Die Wohnung befindet sich auf einem größeren Gelände, welches von der … straße, der …straße und der … Straße umfasst wird. Auf diesem Gelände befinden sich mehrere Mietshäuser und ein Biotop. Das gesamte Gelände befindet sich Eigentum der Beklagten.
(Für Einzelheiten wird auf die dem Urteil beigefügte Skizze verwiesen).
Das Grundstück befindet sich in der Nähe des T. F..
Auf diesem Grundstück treten Wildschweine auf, wobei das konkrete Ausmaß des Wildschweinbefalls zwischen den Parteien streitig ist.
Zu Angriffen von Wildschweinen auf Menschen kam es auf diesem Gelände bisher nicht.
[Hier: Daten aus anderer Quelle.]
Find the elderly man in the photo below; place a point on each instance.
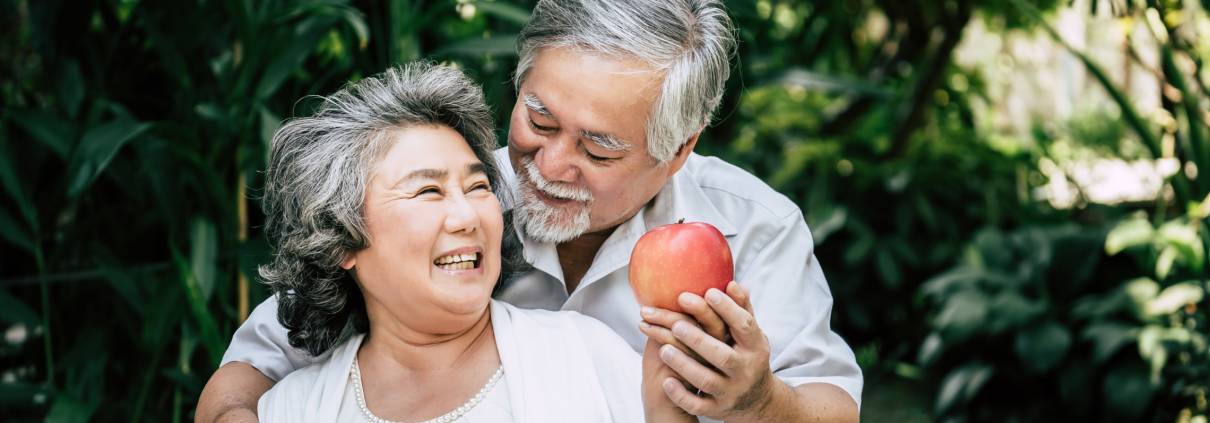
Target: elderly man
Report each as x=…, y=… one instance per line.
x=612, y=96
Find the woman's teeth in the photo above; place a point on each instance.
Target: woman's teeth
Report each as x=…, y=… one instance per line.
x=456, y=261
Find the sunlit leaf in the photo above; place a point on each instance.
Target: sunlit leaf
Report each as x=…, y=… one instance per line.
x=502, y=10
x=46, y=128
x=1042, y=347
x=496, y=45
x=1129, y=233
x=1174, y=297
x=97, y=149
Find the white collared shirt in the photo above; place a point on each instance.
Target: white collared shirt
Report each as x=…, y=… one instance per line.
x=773, y=256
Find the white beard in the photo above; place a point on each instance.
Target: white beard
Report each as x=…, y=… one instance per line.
x=542, y=221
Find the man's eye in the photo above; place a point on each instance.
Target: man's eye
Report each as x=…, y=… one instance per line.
x=539, y=127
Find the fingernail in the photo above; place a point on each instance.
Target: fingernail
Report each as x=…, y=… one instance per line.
x=687, y=299
x=680, y=329
x=666, y=353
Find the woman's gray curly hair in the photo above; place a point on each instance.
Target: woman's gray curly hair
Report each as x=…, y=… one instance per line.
x=316, y=183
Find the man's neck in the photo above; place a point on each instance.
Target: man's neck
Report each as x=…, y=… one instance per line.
x=576, y=256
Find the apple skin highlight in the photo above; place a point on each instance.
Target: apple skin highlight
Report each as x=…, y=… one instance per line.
x=679, y=258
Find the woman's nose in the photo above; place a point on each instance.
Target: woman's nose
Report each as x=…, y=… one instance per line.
x=462, y=215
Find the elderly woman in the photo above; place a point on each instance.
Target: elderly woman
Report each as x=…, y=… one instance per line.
x=382, y=209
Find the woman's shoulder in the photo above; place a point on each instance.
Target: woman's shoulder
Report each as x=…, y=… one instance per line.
x=307, y=389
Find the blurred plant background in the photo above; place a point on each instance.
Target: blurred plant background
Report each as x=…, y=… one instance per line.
x=1004, y=195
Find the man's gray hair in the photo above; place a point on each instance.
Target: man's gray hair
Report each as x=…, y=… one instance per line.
x=316, y=181
x=687, y=42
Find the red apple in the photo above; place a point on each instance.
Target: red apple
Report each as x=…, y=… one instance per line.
x=679, y=258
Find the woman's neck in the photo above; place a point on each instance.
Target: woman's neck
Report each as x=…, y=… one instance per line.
x=415, y=351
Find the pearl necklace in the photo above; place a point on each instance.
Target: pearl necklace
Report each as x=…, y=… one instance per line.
x=449, y=417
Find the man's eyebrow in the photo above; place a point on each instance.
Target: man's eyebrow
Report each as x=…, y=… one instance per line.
x=606, y=140
x=535, y=104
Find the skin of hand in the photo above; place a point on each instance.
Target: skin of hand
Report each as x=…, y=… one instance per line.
x=656, y=404
x=231, y=394
x=733, y=375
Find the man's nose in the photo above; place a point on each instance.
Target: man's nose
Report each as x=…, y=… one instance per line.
x=555, y=162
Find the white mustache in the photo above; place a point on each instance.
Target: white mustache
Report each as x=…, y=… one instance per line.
x=558, y=190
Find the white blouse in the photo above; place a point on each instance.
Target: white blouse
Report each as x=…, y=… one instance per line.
x=494, y=407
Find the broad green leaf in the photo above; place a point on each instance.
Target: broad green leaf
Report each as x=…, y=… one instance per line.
x=13, y=185
x=495, y=45
x=1141, y=290
x=1107, y=339
x=962, y=317
x=121, y=279
x=211, y=111
x=1042, y=347
x=1174, y=297
x=70, y=87
x=502, y=10
x=1127, y=392
x=304, y=40
x=931, y=349
x=887, y=267
x=13, y=311
x=215, y=345
x=46, y=128
x=202, y=254
x=12, y=231
x=67, y=410
x=962, y=384
x=1129, y=233
x=97, y=149
x=1010, y=309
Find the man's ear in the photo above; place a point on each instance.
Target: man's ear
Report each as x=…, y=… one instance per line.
x=681, y=156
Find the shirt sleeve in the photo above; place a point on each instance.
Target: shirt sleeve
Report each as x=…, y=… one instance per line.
x=793, y=306
x=264, y=343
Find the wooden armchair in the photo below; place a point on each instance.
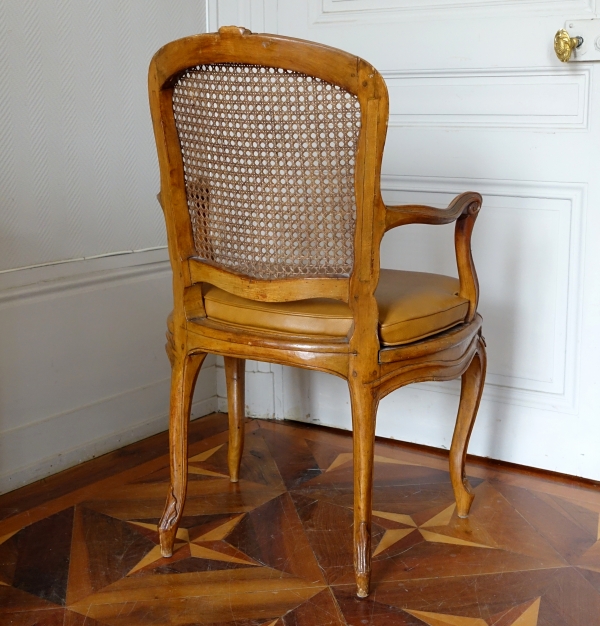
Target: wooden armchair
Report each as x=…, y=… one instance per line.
x=270, y=154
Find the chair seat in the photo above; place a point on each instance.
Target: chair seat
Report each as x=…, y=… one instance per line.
x=412, y=306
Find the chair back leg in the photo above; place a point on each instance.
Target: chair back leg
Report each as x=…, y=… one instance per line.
x=184, y=374
x=470, y=396
x=235, y=374
x=364, y=408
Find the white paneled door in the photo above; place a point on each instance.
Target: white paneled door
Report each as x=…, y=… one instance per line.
x=480, y=102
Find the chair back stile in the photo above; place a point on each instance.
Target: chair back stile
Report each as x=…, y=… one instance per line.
x=264, y=145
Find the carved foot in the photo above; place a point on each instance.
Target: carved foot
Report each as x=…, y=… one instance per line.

Auf den Wegen innerhalb des Grundstücks gab es Fehlstellen bei den Begrenzungssteinen, welche die Beklagte während des Prozesses reparierte.
(Es wird auf die zur Akte gereichten Fotos, Blatt 100 bis 102 der Akte, verwiesen).
Auf dem Grundstück sind stromgeladene Sicherungsdrähte gespannt, welche die Terrassen der Kläger und der Nachbarin Frau … umfassen und über die Terrassen hinaus bis an die Grenze des Grundstücks reichen. Damit umfassen die Sicherungsdrähte auch das Rasenstück hinter dem Haus, in dem sich die Wohnung der Kläger befindet.
Die Kläger behaupten, dass das Biotop von den Wildschweinen zum Gebären und Aufziehen von Frischlingen nutzen.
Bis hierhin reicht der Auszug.